Van Ness said she doesn’t follow any faith. She has also struggled with anxiety and depression for many years, and has a learning disability. That combination has made it hard to form relationships.

“She (Sial) was veiled, but I didn’t automatically assume that she was Muslim, as many cultures veil and it has more to do with culture than religion, but in time she revealed herself as Muslim, and an unlikely friendship began to blossom,” she wrote.

At the iftar, Van Ness wore a scarf around her head, and was told it was not necessary but the gesture appreciated. She ate a salad of watermelon, chickpeas and dates, was greeted by the Imam Akram, and knelt and touched her head to the floor during prayer.

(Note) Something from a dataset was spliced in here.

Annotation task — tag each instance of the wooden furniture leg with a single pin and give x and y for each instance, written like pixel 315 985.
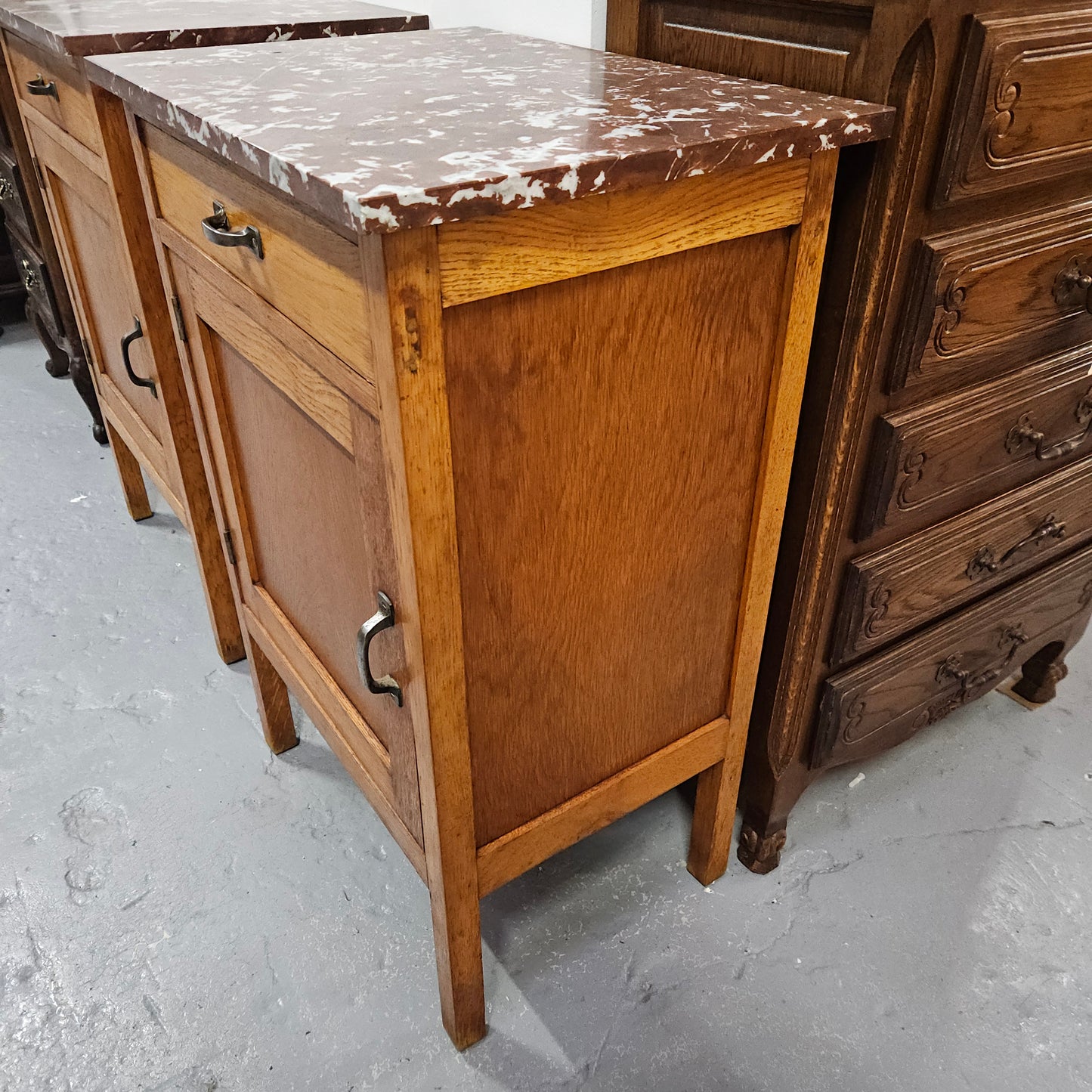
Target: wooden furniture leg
pixel 272 694
pixel 129 474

Van Ness said it was exhilarating to have been invited “into a community that so many Americans refuse to understand and only want to fear.” She said she lays the blame on the country’s leaders that perpetuate a mentality of violence and hate. 

“It is time to reject this by watching and listening, really listening to what others say and truly believe and not the twisted and distorted messages that so many have blown out of proportion and misappropriated,” she wrote. “I have always known how wrong this is, and I just wish others could know this too.”